In the world of semantics we recognise that even though a word can be used in any number of contexts, its precise meaning is never entirely the same. Human beings are fine with this. We adapt, because meaning isn’t solely the preserve of words. Meaning is naturally contextualised by the moment in which it is being conveyed. In the world of the old web we relied heavily on those ring binders. They helped to provide the context. But the ring binders are broken. Because content can live in multiple places, the ‘location’ of a resource can’t be relied on to solve our problems. We’re living in a world where URI, not URLs rule. We now need to describe our resources with a little more detail than simply where we left them.
Who are you calling studip?
Content on the web is stupid – or rather, it might contain something clever, but because it’s expressed in natural language it’s not smart. People can learn from it. And people can often even work out where it belongs (online and in their own mental models). But sometimes finding a home for content is very difficult. And then there are our other users, computers. Often, without lots of effort, it’s just too difficult to work out the meaning of content on the web.
So we have a few problems – some that I’d realised we had, and some that the rattling earworm was leading me towards:
- The modern internet isn’t just a home for lots of hyperlinked documents. The internet is potentially everything for everyone – an interlinked web of sharable things.
- On an internet of things, stuff on the web doesn’t fit neatly into nicely labelled folders. The internet pre-supposes sharing, so if someone can take my thing and put it in their ring binder, the issue of where it lives is a bit more difficult.
- Locations are therefore much less important than identifiers. We need to be sure what the things is (before we need to know where it should live).
- When you describe what a thing is (on the web) you make a statement about it. And when you make a statement you need to be confident that the statement is accurate. A big part of accuracy is choosing the right identifier.

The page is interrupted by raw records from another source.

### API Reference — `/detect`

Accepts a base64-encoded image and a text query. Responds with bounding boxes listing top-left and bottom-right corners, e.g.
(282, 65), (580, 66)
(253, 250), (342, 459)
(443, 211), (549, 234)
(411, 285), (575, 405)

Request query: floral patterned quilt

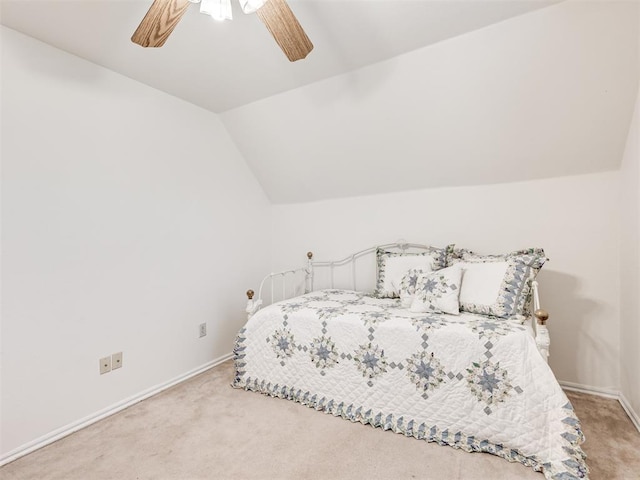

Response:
(233, 290), (588, 480)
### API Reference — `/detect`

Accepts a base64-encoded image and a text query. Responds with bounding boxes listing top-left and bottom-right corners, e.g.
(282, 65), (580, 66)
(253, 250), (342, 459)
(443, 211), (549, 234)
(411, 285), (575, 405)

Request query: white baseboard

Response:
(558, 382), (640, 432)
(0, 353), (233, 467)
(618, 392), (640, 432)
(558, 381), (620, 400)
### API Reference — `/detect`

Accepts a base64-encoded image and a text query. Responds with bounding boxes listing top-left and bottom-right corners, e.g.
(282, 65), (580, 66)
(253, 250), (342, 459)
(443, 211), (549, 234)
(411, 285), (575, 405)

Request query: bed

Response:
(233, 242), (588, 480)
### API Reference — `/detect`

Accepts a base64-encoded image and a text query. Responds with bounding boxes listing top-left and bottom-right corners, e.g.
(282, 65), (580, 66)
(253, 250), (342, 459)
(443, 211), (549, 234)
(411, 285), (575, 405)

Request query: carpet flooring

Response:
(0, 361), (640, 480)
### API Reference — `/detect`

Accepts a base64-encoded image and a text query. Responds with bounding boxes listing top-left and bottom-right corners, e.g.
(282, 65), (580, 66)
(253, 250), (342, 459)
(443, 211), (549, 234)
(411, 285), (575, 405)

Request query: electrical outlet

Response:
(111, 352), (122, 370)
(100, 357), (111, 375)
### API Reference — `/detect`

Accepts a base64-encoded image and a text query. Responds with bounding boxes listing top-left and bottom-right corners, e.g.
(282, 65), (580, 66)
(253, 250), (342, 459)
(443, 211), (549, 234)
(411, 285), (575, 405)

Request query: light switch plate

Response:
(111, 352), (122, 370)
(100, 357), (111, 375)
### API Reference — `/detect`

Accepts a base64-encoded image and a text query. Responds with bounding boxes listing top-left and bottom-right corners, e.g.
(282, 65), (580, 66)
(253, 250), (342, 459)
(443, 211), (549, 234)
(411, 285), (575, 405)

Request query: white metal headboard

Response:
(247, 240), (433, 316)
(246, 240), (550, 360)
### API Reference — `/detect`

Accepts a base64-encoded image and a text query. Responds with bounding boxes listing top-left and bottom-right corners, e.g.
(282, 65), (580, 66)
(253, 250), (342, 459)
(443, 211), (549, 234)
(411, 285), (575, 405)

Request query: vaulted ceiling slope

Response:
(0, 0), (560, 113)
(0, 0), (640, 203)
(222, 1), (640, 202)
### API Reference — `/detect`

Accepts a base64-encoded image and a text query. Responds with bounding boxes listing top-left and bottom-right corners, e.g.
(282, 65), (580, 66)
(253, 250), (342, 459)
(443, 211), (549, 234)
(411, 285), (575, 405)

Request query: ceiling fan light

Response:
(200, 0), (233, 22)
(238, 0), (267, 13)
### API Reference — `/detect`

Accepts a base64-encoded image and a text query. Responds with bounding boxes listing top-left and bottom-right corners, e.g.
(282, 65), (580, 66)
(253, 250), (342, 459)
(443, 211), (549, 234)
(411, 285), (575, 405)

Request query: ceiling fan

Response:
(131, 0), (313, 62)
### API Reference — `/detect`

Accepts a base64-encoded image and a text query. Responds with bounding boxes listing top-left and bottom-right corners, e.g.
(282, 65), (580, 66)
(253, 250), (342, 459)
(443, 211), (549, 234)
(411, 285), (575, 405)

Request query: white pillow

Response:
(410, 264), (462, 315)
(376, 254), (434, 297)
(456, 261), (509, 305)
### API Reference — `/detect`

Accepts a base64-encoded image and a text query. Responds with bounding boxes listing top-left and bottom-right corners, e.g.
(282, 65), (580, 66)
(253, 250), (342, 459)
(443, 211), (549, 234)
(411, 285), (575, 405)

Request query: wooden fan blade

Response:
(257, 0), (313, 62)
(131, 0), (190, 47)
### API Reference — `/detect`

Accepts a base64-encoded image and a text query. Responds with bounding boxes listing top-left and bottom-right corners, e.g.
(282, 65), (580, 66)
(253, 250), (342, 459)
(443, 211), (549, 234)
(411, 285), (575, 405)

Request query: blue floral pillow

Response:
(375, 245), (453, 298)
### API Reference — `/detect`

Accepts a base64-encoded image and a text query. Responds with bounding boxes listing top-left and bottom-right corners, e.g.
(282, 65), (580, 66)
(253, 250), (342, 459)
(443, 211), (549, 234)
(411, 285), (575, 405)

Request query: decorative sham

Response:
(408, 265), (462, 315)
(398, 268), (429, 308)
(447, 248), (546, 319)
(375, 245), (453, 298)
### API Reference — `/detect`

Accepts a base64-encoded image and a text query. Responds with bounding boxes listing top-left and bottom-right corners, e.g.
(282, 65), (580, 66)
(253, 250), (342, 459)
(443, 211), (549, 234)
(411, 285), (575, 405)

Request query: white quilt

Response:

URLs and ontologies (or rather statements made using the rules described in ontologies) are statements. I know saying statement are statements is a tautology (but I hoped the now overused brackets would confuse you into missing it). We make statement under the assumption that they’re true and that we know what we’re talking about. But as we’ve seen, it’s sometimes more complicated than that.
It turns out that the standard building blocks of both URLs and ontologies come with certain limitations. URLs should be RESTful so we can’t pass states and solve the problems of multiple homes that way. Ontologies force us to make statements in triples, ensuring that context is limited to various forms of reification (either through actual reification or creating additional classes and properties to handle the context). It turns out that the earworm turtle quote was hinting that this was all the same problem, and so perhaps has the same solution. It all has to do with meaning, context and identity.
Ever since search engines started employing robots and spiders, we’ve had to think about users that weren’t exclusively fleshy and bi-pedal. In other words we need great content that works for computers and for our human users. The most practical way of doing this is to create fantastic content that delights our users, and to hard-wire into this some of the IA that will benefit users and make the content meaningful to computers.
Helpfully, Sheth (2005) provided some distinctions and definitions for us to use when thinking about the various levels of meaning on the semantic web:
- Implicit semantics reside within the minds of humans as a collective consensus.
- Formal semantics are in a machine-readable format in the form of an ontology and are primarily used for human consumption and for machine hardwiring.
- Soft semantics are extracted from probabilistic and fuzzy reasoning mechanisms supporting degree of membership and certainty.
I think my current fixation on the problem of where things live and how to contain context in RDF statements is because each of these types of semantics are embodied on the web, and when they combine as requirements they create a challenge.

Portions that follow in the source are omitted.